Right now, there are a number of RSPs who just have the default scripts
in place and there are some who have put great effort into being
"special". It now looks like OpenSRS will raise the bar on what makes
an RSP unique. For those RSPs who do not offer any additional services
right now, they will gain this ability, but who cares? They will still
not be unique. They will all look the same and offer the same "value-
add" features. For those of us who have spent time and money to become
unique, we must now start looking for alternative ways and invest in
new services. For some of us, I'm sure, the initial investment still
hasn't completely paid off, and that's what's pissing many off here.
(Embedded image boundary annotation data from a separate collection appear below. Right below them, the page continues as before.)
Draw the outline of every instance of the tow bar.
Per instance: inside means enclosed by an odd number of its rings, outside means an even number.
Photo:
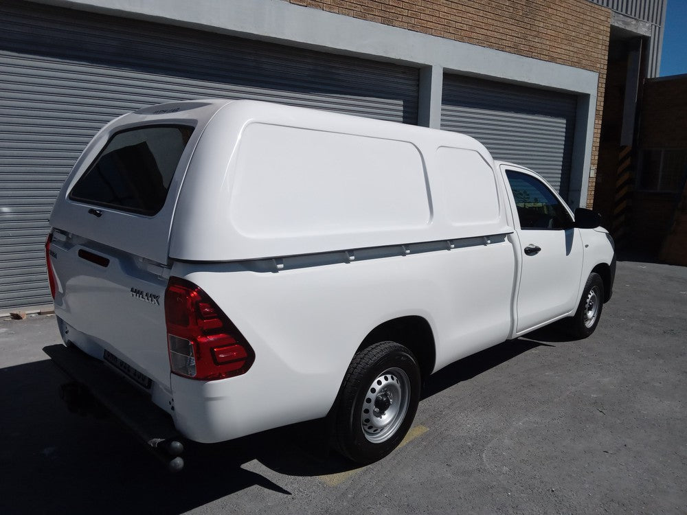
[[[43,352],[73,380],[60,387],[60,397],[73,413],[109,413],[146,444],[170,472],[183,468],[183,444],[169,415],[138,388],[99,360],[74,347],[49,345]]]

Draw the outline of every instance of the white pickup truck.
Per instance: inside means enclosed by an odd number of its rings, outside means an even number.
[[[565,319],[596,328],[613,241],[460,134],[252,101],[127,114],[88,145],[46,242],[47,352],[161,453],[328,417],[379,459],[422,380]],[[87,357],[90,356],[90,357]],[[95,359],[93,359],[95,358]],[[176,456],[176,457],[175,457]]]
To summarize, those who don't currently offer these services really
have nothing to gain because homogenous RSPs cannot compete, while
those of us who are unique and stand above the crowd now must make
another investment in time and money to remain that way. Nobody wins.
It's a bad idea.
-Eric
-------------------------------------------------------
arctic bears - the internet - your way.
50000 domain names were reserved today. was yours?
domains from US$25/year, name resolution, mail hosting.
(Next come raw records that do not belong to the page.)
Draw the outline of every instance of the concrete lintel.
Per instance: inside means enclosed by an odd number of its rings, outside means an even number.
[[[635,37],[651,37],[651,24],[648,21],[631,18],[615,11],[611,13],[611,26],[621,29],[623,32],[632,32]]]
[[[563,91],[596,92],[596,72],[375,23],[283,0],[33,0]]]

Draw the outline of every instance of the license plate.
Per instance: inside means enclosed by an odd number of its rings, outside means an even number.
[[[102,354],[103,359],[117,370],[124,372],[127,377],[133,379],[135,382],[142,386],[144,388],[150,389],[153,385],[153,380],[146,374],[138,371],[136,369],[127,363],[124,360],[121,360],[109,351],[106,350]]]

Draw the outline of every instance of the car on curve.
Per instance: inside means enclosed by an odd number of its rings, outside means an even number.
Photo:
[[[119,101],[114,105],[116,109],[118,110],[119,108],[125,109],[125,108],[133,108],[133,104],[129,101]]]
http://www.arcticbears.com
-----Original Message-----
From: Lance Woodson <[EMAIL PROTECTED]>
To: [EMAIL PROTECTED]
Date: Fri, 13 Oct 2000 08:30:59 -0500
Subject: Re: New services: forwarding/DNS?
>Marc Schneiders wrote:
>>
>> And from another perspective: May DNS and redirecting/forwarding run
>> by OpenSRS not have some huge advantages over an RSP doing this on
>> (say) two or three machines himself? Think redundancy, think better
>> connections, think more uptime.
>
>Think losing even more customers. Your customers will become RSPs
>because they will no longer need you. This is a very bad thing.